6. Alignment Methodology and Technical Resources
Text-to-audio alignment is critical for leveraging LibriQuote in TTS research. The alignment pipeline first matches chains of word-index pairs between automatic speech recognition (ASR) transcriptions and the original book text, followed by concatenated Levenshtein alignment for increased granularity. These alignment tokens enable precise mapping from text to expressive utterance, facilitating time-indexed prosody modeling.
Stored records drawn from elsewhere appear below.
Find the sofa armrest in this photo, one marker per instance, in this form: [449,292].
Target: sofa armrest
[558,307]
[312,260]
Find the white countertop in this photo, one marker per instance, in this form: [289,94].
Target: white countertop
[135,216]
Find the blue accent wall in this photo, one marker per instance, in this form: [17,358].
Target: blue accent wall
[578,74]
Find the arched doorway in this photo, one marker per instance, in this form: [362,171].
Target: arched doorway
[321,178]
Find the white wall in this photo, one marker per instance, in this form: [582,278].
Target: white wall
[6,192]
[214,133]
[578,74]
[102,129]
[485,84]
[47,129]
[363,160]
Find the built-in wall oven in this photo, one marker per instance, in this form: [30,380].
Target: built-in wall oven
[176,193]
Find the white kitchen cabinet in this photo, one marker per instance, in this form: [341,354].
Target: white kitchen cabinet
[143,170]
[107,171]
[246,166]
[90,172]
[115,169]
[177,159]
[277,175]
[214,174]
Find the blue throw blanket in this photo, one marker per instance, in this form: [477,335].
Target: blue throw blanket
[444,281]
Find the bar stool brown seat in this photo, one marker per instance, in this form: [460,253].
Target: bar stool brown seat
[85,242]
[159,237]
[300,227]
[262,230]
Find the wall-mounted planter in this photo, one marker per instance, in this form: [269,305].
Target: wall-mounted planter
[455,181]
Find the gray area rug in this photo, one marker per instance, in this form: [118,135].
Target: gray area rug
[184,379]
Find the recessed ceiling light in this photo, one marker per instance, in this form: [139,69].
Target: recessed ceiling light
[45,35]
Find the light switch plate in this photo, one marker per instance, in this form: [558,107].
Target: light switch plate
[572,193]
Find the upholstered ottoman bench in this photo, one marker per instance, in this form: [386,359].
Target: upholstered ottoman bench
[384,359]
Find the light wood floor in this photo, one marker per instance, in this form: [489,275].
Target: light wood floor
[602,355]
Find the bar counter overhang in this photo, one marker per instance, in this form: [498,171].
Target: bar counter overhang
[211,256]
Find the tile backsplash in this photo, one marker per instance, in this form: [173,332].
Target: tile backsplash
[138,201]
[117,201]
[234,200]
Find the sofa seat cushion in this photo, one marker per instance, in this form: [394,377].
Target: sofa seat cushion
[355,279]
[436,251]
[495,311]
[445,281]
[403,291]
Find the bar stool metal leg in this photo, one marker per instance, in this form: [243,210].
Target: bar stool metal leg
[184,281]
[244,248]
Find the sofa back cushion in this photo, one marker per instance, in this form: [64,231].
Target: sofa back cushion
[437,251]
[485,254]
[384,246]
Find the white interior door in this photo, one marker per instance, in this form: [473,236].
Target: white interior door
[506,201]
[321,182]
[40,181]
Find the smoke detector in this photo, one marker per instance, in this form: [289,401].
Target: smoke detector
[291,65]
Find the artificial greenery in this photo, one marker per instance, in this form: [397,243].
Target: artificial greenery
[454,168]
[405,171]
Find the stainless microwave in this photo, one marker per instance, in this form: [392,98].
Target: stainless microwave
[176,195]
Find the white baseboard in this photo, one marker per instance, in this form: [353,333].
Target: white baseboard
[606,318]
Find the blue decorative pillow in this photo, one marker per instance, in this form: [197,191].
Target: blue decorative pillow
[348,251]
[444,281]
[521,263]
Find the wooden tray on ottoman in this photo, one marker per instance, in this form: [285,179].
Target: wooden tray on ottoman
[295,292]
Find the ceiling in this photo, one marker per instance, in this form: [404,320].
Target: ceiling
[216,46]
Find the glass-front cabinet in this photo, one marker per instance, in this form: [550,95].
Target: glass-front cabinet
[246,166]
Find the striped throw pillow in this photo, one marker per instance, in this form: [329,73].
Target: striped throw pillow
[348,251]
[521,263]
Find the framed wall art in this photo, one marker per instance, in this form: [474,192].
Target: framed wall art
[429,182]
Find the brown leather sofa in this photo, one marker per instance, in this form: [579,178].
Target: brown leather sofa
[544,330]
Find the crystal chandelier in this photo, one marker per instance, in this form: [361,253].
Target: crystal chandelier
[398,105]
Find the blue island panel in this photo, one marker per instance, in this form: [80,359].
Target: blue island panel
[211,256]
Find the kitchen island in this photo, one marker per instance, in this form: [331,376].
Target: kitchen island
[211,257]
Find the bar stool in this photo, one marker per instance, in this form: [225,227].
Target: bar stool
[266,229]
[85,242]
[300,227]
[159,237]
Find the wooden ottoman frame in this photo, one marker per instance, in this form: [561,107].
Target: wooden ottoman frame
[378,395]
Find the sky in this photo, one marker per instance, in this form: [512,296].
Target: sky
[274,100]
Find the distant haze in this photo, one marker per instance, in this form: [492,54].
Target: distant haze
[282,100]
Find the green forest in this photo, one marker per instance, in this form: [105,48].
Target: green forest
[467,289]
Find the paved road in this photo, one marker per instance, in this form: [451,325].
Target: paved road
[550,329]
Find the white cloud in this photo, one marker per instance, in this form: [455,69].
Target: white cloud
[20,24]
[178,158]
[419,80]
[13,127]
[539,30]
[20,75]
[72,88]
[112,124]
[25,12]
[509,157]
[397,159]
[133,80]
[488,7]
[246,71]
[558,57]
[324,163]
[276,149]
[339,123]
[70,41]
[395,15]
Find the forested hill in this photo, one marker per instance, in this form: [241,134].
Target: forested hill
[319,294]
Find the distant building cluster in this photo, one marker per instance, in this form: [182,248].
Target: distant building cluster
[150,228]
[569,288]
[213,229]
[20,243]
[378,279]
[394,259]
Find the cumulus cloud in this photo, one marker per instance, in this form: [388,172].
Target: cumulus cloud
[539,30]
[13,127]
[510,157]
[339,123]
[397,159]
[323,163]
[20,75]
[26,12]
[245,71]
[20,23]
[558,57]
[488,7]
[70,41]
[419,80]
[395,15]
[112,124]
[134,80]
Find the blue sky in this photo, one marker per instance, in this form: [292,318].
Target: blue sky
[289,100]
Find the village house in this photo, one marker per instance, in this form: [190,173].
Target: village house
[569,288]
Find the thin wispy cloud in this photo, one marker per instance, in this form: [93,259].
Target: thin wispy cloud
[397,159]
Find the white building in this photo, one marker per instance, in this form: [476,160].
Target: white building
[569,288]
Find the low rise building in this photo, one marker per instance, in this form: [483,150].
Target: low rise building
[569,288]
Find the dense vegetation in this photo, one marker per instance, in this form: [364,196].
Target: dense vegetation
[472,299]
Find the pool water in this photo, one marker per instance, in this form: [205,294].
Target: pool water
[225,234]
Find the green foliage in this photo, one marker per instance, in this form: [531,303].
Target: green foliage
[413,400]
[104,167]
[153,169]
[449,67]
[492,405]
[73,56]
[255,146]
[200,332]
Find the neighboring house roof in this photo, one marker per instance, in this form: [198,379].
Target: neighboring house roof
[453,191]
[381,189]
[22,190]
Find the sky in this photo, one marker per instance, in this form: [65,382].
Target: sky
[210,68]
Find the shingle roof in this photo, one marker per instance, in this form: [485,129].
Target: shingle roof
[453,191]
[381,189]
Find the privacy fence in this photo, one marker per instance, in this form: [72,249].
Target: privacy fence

Researchers are provided with train/dev/test splits and full evaluation code for reproducibility. Audio samples, annotations, and further technical details are available at https://libriquote.github.io/ (Michel et al., 4 Sep 2025). The dataset’s design, particularly its separation of expressive and non-expressive speech, detailed contextual metadata, and word-level timing, supports advanced modeling for expressive, zero-shot, and cross-speaker TTS.
7. Implications and Applications
LibriQuote enables both fine-tuning and benchmarking of TTS systems on expressive and emotional speech synthesis tasks. Its scale and annotation depth surpass prior expressive corpora, which have generally been limited to small benchmarking sets. Applications include:
- Improving expressive dialogue in audiobook and virtual agent speech synthesis.
- Benchmarking zero-shot TTS systems on tasks requiring both expressivity and timbral continuity.
- Research in emotion, accent, and style-transfer modeling for speech synthesis.
A plausible implication is that explicit context and prosodic labels, combined with large-scale expressive data, may facilitate the development of models capable of synthesizing speech closer to human expressivity—a gap persisting in current state-of-the-art systems, as revealed by comparative MOS and intelligibility assessments in the LibriQuote benchmark.
In summary, LibriQuote constitutes a critical resource for expressive speech modeling, offering robust data partitioning, annotated context, challenging test benchmarks, and rigorous evaluation paradigms for the advancement of expressive, zero-shot TTS technologies (Michel et al., 4 Sep 2025).